De retour parmi les vivants

Jamais je n’avais vu les glaciers aussi étincelants, aussi écrasants de puissance et de lumière. Ils faisaient miroiter leurs arêtes coupantes dans ce ciel d’un bleu surréaliste, altiers, austères et indifférents comme des officiers en grand uniforme. C’est le dernier souvenir que j’emporte d’eux.

De ce minuscule avion qui m’emmenait enfin à Lima, j’ai regardé se dérouler en bas les plis veloutés de la Cordillera Negra, avec un pincement au coeur pour tout ce que je n’aurai pas vu et fait au Pérou. Et un immense, un insondable épuisement.

L’ambulance a mis une bonne heure pour nous rejoindre à l’aéroport, puis une autre encore, toutes sirènes dehors, pour rallier l’hôpital. Typique du chaos perpétuel qui caractérise la circulation à Lima. Malgré la sirène et les gyrophares, les gens ne font même pas mine d’essayer de céder le passage, alors le chauffeur doit gueuler dans des haut-parleurs pour les exhorter à le faire. Paraît que plein de gens meurent comme ça en ambulance à cause de l’indifférence des automobilistes liméniens. Une chance que je n’étais pas à l’article de la mort…

À l’hôpital, on m’a mise aux soins intensifs. Électrodes, perfusion, oxygène, tensiomètre, oxymètre (pour mesurer le taux d’oxygène dans le sang), on m’a fait des prises de sang, on m’a posé mille fois les mêmes questions. J’étais plus ou moins consciente de ce qui m’arrivait, je pense.

Heureusement.

Devant l’incapacité de mes poumons à absorber ne fût-ce qu’un peu des je ne sais combien de litres d’oxygène à la minute qu’on leur envoyait (10? 15?), on a décidé de me mettre sous respirateur, ultime tentative pour m’aider à «prendre mon gaz égal» avant la solution extrême qu’est l’intubation.

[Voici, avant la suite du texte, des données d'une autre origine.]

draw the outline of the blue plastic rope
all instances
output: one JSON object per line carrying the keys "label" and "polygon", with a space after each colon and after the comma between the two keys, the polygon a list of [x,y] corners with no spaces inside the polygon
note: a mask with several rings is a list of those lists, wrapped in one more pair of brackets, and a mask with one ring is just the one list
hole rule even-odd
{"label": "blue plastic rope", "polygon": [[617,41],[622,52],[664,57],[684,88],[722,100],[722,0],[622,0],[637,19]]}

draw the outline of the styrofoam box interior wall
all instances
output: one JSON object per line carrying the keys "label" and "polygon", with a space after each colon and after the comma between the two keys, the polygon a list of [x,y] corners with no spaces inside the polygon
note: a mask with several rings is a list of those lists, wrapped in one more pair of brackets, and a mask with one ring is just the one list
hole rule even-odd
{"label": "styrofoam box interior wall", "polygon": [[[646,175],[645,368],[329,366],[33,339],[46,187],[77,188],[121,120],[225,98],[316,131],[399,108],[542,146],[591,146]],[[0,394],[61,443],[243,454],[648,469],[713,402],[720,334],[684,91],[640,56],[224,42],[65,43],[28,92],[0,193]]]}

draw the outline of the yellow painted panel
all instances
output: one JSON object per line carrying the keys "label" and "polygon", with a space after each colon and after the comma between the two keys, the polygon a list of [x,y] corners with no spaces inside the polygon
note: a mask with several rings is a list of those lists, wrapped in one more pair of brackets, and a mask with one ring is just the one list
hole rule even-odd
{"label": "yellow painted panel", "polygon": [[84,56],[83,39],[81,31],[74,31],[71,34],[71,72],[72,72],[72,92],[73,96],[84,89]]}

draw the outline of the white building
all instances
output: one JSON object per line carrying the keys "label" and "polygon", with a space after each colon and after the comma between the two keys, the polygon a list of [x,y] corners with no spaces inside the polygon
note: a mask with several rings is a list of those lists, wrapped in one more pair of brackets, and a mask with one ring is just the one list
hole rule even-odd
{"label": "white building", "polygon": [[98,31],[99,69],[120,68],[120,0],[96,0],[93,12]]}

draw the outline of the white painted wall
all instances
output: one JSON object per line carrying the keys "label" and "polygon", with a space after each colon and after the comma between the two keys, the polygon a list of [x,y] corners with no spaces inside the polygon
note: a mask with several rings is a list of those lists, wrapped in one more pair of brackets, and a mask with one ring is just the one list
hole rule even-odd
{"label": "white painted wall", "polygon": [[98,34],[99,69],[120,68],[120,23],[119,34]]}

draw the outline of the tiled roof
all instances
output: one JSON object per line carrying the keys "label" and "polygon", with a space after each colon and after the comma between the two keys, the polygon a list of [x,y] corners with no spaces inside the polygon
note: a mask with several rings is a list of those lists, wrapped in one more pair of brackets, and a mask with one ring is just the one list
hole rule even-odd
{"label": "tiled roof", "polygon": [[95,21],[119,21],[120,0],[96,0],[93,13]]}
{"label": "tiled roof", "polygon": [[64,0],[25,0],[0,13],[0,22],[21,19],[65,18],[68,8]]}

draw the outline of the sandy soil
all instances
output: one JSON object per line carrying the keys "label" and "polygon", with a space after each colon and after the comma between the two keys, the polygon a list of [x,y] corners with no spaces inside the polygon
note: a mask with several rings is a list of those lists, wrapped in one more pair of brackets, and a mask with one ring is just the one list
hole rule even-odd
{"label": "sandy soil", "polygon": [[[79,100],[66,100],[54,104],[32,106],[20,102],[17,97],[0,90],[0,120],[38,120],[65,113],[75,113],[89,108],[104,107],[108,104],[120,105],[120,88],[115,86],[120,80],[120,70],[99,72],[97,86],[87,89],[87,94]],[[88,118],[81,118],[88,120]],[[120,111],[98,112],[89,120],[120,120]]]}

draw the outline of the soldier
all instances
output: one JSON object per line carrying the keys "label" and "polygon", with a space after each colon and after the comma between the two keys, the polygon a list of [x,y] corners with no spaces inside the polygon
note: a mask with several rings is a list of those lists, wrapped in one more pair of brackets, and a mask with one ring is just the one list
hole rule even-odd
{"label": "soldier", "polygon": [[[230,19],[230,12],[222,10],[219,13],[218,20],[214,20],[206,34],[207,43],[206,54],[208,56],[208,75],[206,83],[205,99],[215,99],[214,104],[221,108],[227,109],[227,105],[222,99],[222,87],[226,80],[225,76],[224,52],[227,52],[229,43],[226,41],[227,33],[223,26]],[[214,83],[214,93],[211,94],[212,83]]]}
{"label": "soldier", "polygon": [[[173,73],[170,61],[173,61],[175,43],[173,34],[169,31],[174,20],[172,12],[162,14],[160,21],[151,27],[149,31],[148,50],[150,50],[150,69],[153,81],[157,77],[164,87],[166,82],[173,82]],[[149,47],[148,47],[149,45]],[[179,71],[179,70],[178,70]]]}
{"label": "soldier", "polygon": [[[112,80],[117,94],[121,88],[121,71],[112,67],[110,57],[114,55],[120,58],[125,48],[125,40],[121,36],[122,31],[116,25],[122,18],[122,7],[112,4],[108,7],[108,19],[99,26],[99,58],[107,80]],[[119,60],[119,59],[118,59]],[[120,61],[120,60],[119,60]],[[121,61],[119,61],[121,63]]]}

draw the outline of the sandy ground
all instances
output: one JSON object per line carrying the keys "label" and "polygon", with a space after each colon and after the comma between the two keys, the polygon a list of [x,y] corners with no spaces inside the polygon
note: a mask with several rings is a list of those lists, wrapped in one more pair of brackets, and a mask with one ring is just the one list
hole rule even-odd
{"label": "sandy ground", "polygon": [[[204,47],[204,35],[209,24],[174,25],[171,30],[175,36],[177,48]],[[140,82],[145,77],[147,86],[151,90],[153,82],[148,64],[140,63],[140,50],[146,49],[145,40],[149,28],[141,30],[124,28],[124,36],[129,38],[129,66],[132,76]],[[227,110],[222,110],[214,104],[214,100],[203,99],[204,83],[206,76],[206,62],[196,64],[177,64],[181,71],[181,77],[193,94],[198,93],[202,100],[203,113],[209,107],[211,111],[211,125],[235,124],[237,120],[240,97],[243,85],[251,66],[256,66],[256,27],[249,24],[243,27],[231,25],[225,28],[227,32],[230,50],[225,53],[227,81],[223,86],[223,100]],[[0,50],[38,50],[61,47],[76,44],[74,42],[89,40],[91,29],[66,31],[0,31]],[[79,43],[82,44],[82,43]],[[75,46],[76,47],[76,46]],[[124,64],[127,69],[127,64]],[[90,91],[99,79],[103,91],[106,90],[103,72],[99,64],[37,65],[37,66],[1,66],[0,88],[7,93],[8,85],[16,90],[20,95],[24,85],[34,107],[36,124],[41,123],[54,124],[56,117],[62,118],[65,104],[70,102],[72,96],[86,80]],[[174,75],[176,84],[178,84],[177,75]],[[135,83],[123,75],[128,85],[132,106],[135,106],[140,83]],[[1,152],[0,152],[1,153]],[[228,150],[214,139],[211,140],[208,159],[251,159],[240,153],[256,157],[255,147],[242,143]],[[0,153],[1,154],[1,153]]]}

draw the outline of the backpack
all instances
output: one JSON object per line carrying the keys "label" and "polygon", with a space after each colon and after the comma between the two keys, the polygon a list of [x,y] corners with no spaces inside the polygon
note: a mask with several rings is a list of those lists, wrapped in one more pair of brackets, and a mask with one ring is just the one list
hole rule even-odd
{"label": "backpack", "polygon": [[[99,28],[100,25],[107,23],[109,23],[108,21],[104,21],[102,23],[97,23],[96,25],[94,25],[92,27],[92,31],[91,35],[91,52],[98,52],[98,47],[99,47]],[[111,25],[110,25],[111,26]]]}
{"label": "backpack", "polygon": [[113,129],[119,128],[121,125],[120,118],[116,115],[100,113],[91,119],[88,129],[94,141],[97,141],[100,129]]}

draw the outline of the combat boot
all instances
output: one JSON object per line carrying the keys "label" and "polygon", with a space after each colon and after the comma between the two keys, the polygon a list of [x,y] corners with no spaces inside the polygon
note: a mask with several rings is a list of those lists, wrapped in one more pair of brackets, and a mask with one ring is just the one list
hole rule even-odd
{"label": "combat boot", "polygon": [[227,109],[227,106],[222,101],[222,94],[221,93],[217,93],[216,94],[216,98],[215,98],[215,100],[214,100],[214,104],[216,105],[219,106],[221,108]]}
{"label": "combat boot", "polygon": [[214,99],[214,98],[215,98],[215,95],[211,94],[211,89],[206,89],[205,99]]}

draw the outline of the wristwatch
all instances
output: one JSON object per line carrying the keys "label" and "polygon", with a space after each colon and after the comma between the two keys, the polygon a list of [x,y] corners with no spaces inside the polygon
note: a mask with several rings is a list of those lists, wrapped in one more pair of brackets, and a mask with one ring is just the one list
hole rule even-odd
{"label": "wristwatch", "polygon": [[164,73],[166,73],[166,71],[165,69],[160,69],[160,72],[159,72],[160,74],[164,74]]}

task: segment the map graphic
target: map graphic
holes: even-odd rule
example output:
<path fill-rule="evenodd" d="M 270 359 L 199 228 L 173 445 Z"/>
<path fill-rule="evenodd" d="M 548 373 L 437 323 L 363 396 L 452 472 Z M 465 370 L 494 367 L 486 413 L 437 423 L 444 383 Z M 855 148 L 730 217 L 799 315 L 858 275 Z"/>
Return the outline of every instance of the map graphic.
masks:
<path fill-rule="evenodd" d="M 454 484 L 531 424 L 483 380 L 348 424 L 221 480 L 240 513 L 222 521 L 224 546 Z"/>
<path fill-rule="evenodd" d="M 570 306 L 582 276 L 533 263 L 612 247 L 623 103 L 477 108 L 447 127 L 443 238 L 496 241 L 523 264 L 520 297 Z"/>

Pour ça, on te strappe l’équivalent en polycarbonate du masque d’Hannibal Lecter bien serré dans la figure, mais bien serré comme dans hermétiquement, et tout à coup c’est plus toi qui décides quand et comment tu vas respirer. C’est la machine.

Quand j’ai eu compris que le pneumologue, après avoir réglé l’appareil à sa satisfaction, allait vraiment me laisser comme ça, comme une truite hors de l’eau, sans air, sans défense, sans recours, j’ai vraiment cru mourir.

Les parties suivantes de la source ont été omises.